Mergers & acquisitions activity from UK fell 70pc last year
The value of outbound mergers and acquisitions (M&A) from companies based in the UK plunged 70pc last year to £22.7bn (€25.1bn), according to a new report on global M&A by Irish law firm Mason Hayes & Curran.
But it noted that domestic M&A activity in the UK jumped 41pc to £26.5bn in 2018, while the amount of inbound M&A deals to the UK doubled to £71.1bn (€78.6bn).
The shifts in UK-related M&A activity almost certainly reflect uncertainty surrounding Brexit, and the consequent weakening of sterling versus both the dollar and the euro.
The Mason Hayes & Curran has also examined deals in which it was involved between January 2018 and March 2019, and said that 28pc of them involved an earn-out clause for the seller.
Of those deals with earn-out conditions, 28pc were in place for a period of one-and-a-half years, while 28pc were over a two-year period. An additional 16pc were for between three and five years, while 28pc were for an uncertain period and contingent on a specific event occurring.
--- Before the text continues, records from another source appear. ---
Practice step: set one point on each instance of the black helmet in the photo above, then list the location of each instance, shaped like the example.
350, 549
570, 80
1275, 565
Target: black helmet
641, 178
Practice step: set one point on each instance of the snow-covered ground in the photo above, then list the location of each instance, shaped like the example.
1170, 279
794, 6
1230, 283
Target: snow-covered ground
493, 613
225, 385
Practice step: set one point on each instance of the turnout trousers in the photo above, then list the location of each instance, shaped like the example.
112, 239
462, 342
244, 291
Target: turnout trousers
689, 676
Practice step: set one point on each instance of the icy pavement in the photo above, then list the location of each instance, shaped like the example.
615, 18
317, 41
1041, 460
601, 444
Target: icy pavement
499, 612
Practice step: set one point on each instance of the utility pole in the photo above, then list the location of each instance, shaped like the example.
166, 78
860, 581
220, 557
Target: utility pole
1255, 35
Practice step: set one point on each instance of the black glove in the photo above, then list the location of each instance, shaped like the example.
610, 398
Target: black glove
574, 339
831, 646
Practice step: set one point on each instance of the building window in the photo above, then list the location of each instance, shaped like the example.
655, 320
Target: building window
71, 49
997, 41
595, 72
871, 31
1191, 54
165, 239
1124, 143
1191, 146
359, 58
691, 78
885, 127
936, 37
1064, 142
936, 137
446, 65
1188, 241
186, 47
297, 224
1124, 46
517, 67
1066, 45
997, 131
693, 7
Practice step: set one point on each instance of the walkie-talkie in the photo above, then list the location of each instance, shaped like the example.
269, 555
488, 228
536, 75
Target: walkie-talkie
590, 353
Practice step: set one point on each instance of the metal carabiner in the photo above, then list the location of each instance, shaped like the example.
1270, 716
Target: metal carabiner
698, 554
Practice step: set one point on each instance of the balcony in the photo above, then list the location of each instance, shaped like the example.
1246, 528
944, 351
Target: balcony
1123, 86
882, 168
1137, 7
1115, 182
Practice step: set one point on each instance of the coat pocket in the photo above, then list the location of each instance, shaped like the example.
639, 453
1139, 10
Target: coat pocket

In the previously analysed period, 40pc of earn-outs were for a period of less than one year.
Mason Hayes & Curran said that the latest study of its deals indicated an "increasingly seller-friendly market", as the availability of finance and shortage of business for sale "continues to lead to strong competition in auction and sales processes".
The law firm said that a strong majority of the deals it worked on in the 15-month period included specific indemnities related to known concerns about a takeover target, such as an ongoing claim.
It said it's now customary to see warranty and indemnity insurance in M&A transactions, and for certain types of private M&A transactions such as auctions and private equity buyouts.
The Mason Hayes & Curran's deals included in the survey spanned sectors from technology to property.